耳嚢 巻之十 非情といへども松樹不思議の事

 非情といへども松樹不思議の事

 

 文化八年芝邊大火ありて、增上寺もあやふく囘祿を遁れしに、火除(ひよけ)として、右最寄(もより)上ケ地(あげち)となりて、屋敷は町家となり、町家は屋鋪(やしき)に渡り、火除とて空地(あきち)になりし所もある、そが中に御先手(おさきて)を勤(つとめ)し能勢(のせ)某(なにがし)といへる屋鋪もあがりて市谷邊へ引移(ひきうつ)りけるが、彼(かの)元やしきは半ば山にて、右山は片目蛇(かんたち)山と唱へ、古く蛇の住(すめ)る由を傳へ、何もあしき事はなけれど、右山上は久しく火災をまぬかれ、先年の火災にも、多く右の所にて助(たすけ)をうけしと傳へぬ。又大木の松ひともとあり、枝葉繁茂して中々見所も多ければ、是まで斧鉞(ふえつ)のうれひもなかりしが、此度は伐(きり)もせんと相談の所、むかふなる屋鋪にて是を望み、何卒貰ひうけんとの事故(ゆゑ)、伐捨(きりすて)んも無慙(むざん)なれは、幸ひなりとて能勢氏も承諾して、人夫をかけ根を掘りかゝり漸く根を廻しけるに、一夜の内に元の如く土に埋(うま)り、中々動す事もなりがたし。殊のふ人夫もつかれ、これは伐(きら)んより外あるべからずとみなみな手を引(ひき)ければ、能勢氏是を聞(きき)て、かの所へ至り、年久敷(ひさしく)有(あり)し松、外へ移(うつら)んは心うかるべけれども、我とても外へうつればせんかたなし、幸(さひはひ)に愛すべき人近くありて、引(ひか)ん事を望(のぞま)れし故に、掘動(ほりうごか)すなり、しかれども兎角日數(ひかず)をつみても動かざれば、詮かたなく伐(きり)もすべし、さありては無慙なれば、あすは快く移るべしと教諭(きようゆ)なしけるに、不思議にも其あけの日は事なく望(のぞみ)し人の屋敷に移りしとなり。

 

□やぶちゃん注

○前項連関:怪異譚から植物妖異譚で連関。

・「文化八年芝邊大火」底本の鈴木氏注に、『文化八年二月十一日、今の午後四時市谷谷町念仏坂より出火して、赤羽まで焼失し、死者も二百人程ありし、其の時の事なるべし。(三村翁)』とある。文化八年二月十一日はグレゴリオ暦一八一一年三月五日。まだ薄ら寒い時節であったと思われる。「卷之十」の記載の推定下限は文化一一(一八一四)年六月。

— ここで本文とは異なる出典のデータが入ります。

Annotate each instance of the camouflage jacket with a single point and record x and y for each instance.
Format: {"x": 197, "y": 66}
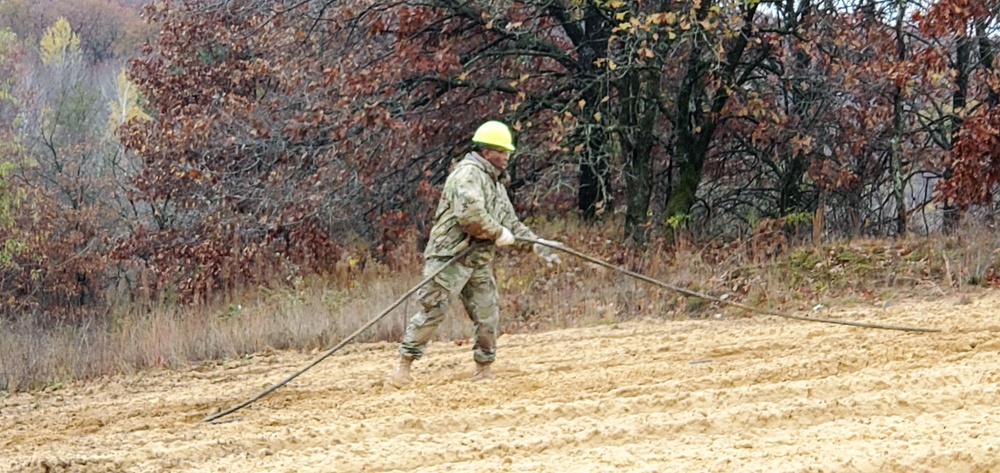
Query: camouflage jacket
{"x": 474, "y": 207}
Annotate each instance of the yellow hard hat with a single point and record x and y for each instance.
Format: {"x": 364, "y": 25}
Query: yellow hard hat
{"x": 494, "y": 133}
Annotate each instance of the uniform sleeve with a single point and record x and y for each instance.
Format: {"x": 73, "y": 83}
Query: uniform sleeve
{"x": 469, "y": 201}
{"x": 511, "y": 221}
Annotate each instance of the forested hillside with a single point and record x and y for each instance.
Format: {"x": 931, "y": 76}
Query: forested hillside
{"x": 180, "y": 150}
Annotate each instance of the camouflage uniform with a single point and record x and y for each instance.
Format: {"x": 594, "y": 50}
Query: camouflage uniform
{"x": 474, "y": 209}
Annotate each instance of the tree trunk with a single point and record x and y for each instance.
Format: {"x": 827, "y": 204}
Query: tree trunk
{"x": 695, "y": 127}
{"x": 639, "y": 111}
{"x": 951, "y": 215}
{"x": 896, "y": 145}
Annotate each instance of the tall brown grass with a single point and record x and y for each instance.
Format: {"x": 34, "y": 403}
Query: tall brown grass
{"x": 314, "y": 313}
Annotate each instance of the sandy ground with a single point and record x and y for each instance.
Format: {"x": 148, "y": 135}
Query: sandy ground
{"x": 741, "y": 395}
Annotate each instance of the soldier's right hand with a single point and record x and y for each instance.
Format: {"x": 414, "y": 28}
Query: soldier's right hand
{"x": 506, "y": 238}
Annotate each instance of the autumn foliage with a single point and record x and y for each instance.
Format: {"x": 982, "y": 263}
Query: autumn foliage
{"x": 251, "y": 142}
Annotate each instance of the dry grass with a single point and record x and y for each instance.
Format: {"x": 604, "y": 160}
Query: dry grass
{"x": 313, "y": 314}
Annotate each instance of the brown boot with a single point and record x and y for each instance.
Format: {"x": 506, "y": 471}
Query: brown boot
{"x": 482, "y": 372}
{"x": 401, "y": 375}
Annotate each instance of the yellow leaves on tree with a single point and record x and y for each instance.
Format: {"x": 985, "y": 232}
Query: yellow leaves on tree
{"x": 126, "y": 105}
{"x": 59, "y": 43}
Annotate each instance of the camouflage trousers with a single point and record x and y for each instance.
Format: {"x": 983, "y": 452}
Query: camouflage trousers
{"x": 478, "y": 291}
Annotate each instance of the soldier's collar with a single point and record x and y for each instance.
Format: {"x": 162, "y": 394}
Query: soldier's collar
{"x": 490, "y": 169}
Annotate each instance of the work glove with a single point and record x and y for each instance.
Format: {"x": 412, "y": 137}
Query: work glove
{"x": 546, "y": 253}
{"x": 506, "y": 238}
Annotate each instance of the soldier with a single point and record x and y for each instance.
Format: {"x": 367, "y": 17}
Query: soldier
{"x": 474, "y": 210}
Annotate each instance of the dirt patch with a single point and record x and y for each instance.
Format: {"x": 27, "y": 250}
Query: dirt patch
{"x": 760, "y": 394}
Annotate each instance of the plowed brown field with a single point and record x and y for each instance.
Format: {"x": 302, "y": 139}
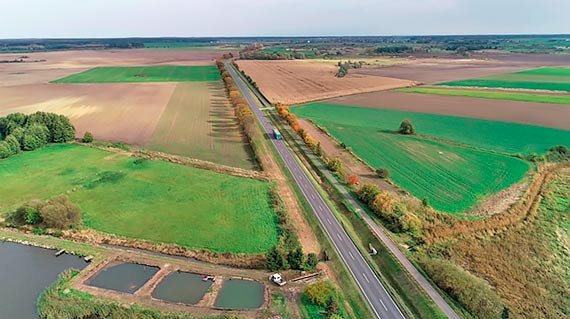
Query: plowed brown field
{"x": 114, "y": 112}
{"x": 294, "y": 82}
{"x": 123, "y": 112}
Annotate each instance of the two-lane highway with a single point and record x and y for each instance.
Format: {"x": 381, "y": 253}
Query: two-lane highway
{"x": 380, "y": 301}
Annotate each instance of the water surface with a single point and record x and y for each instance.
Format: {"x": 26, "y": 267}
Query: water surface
{"x": 25, "y": 272}
{"x": 125, "y": 277}
{"x": 240, "y": 294}
{"x": 183, "y": 287}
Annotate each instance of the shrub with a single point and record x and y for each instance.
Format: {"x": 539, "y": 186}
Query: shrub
{"x": 296, "y": 259}
{"x": 87, "y": 137}
{"x": 275, "y": 260}
{"x": 383, "y": 204}
{"x": 367, "y": 193}
{"x": 311, "y": 262}
{"x": 320, "y": 293}
{"x": 335, "y": 165}
{"x": 383, "y": 172}
{"x": 407, "y": 128}
{"x": 59, "y": 212}
{"x": 352, "y": 180}
{"x": 472, "y": 292}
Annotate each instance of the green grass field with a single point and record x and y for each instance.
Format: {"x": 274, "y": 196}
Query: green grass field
{"x": 506, "y": 137}
{"x": 549, "y": 79}
{"x": 150, "y": 200}
{"x": 199, "y": 123}
{"x": 453, "y": 178}
{"x": 189, "y": 46}
{"x": 144, "y": 74}
{"x": 513, "y": 96}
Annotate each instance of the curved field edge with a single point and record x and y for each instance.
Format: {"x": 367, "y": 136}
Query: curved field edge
{"x": 548, "y": 79}
{"x": 512, "y": 138}
{"x": 521, "y": 97}
{"x": 453, "y": 178}
{"x": 126, "y": 74}
{"x": 534, "y": 281}
{"x": 149, "y": 200}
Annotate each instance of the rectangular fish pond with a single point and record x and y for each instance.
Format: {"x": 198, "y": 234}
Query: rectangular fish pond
{"x": 25, "y": 271}
{"x": 125, "y": 277}
{"x": 182, "y": 287}
{"x": 240, "y": 294}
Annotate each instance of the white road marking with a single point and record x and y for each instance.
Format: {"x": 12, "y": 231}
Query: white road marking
{"x": 383, "y": 305}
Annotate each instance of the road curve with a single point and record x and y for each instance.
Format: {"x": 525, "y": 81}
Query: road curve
{"x": 380, "y": 301}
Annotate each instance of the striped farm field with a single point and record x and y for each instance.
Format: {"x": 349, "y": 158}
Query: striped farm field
{"x": 547, "y": 79}
{"x": 198, "y": 122}
{"x": 165, "y": 73}
{"x": 496, "y": 95}
{"x": 142, "y": 199}
{"x": 453, "y": 177}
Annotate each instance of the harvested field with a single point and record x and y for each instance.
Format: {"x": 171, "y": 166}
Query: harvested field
{"x": 63, "y": 63}
{"x": 114, "y": 112}
{"x": 293, "y": 82}
{"x": 166, "y": 73}
{"x": 149, "y": 200}
{"x": 435, "y": 70}
{"x": 199, "y": 123}
{"x": 454, "y": 178}
{"x": 539, "y": 114}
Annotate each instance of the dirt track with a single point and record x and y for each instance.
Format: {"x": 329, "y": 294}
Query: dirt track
{"x": 294, "y": 82}
{"x": 540, "y": 114}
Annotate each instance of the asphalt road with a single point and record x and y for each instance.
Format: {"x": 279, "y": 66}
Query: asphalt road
{"x": 375, "y": 293}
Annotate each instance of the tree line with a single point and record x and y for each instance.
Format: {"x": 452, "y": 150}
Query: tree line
{"x": 21, "y": 132}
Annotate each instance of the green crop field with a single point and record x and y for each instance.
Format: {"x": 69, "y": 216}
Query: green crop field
{"x": 506, "y": 137}
{"x": 550, "y": 79}
{"x": 454, "y": 178}
{"x": 144, "y": 74}
{"x": 151, "y": 200}
{"x": 513, "y": 96}
{"x": 189, "y": 46}
{"x": 199, "y": 123}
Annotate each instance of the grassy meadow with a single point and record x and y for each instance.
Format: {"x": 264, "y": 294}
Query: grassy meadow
{"x": 454, "y": 178}
{"x": 505, "y": 137}
{"x": 199, "y": 123}
{"x": 496, "y": 95}
{"x": 150, "y": 200}
{"x": 549, "y": 79}
{"x": 125, "y": 74}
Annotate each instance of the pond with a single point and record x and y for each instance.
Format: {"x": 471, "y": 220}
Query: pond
{"x": 125, "y": 277}
{"x": 25, "y": 272}
{"x": 240, "y": 294}
{"x": 182, "y": 287}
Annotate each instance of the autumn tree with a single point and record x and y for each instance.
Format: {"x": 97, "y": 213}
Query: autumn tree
{"x": 367, "y": 193}
{"x": 407, "y": 128}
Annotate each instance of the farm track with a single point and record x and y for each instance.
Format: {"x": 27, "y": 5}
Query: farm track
{"x": 377, "y": 296}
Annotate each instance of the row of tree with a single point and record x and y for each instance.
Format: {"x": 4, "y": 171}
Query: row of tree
{"x": 241, "y": 109}
{"x": 291, "y": 119}
{"x": 21, "y": 132}
{"x": 58, "y": 212}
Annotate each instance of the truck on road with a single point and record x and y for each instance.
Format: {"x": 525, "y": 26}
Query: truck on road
{"x": 277, "y": 134}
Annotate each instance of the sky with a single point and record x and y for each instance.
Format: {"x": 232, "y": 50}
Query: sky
{"x": 211, "y": 18}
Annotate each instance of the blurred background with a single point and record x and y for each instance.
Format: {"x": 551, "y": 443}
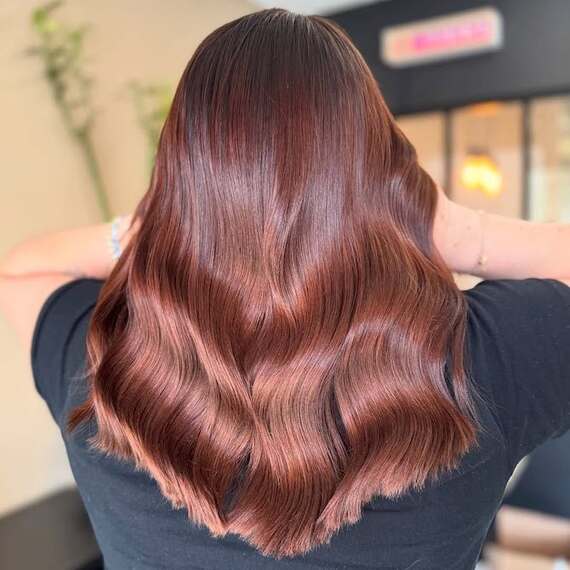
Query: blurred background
{"x": 482, "y": 88}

・「火除」底本の鈴木氏注に、『火除地。防火用に設ける空地。火除地に指定された屋敷や町屋は公収され(上ゲ地)、替地を与えられる』とある。ウィキの「火除地」によれば、江戸幕府が明暦三年一月十八日(グレゴリオ暦一六五七年三月二日)から一月二十日に及んだ『明暦の大火をきっかけに江戸に設置した防火用の空地。広義では、同様の趣旨を持った街路である広小路なども含まれる。このため、狭義の火除地を火除明地(ひよけあきち)と呼んで区別する場合もある』。『江戸の急速な発展により火災の危険が増大したとして、その延焼防止のために火除地を作る構想は早くから存在したとされているが、実際に実行されたのは明暦の大火による甚大な被害の後であった。同大火後に焼け跡5ヶ所を火除地に充てた他、以後も主として江戸城への類焼を防止する観点から江戸城の北西側を中心に少しずつ増やされて享保年間には13ヶ所にも増大された』。『ただし、火除地は単なる空地だったわけではなく、火除地の機能を損なわない範囲内で公私に利用を許すこともあった。このため、幕府の薬園や馬場、小規模な露店並びが設置されている例も存在した』とある。

・「上ケ地」幕府が江戸市中に於いて強制収公した土地のこと。対義語が「代地(だいち)」で、この収用した土地の代替地として市中に与えた土地をかく言う。町ごと収用する場合もあり、代地に移転・成立した町を代地町(だいちまち)とも称した。参照したウィキの「代地」によれば、『江戸時代初期には江戸城や市街地の整備のために代地が行われることが多かったが、明暦の大火以後は火除地の設置など防災上の理由などの理由に行われた。こうした移転は大名屋敷や寺社・庶民の町屋などを問わず行われ、町全体が丸ごと1か所もしくは数か所に分散して移動させられる場合もあった』とある。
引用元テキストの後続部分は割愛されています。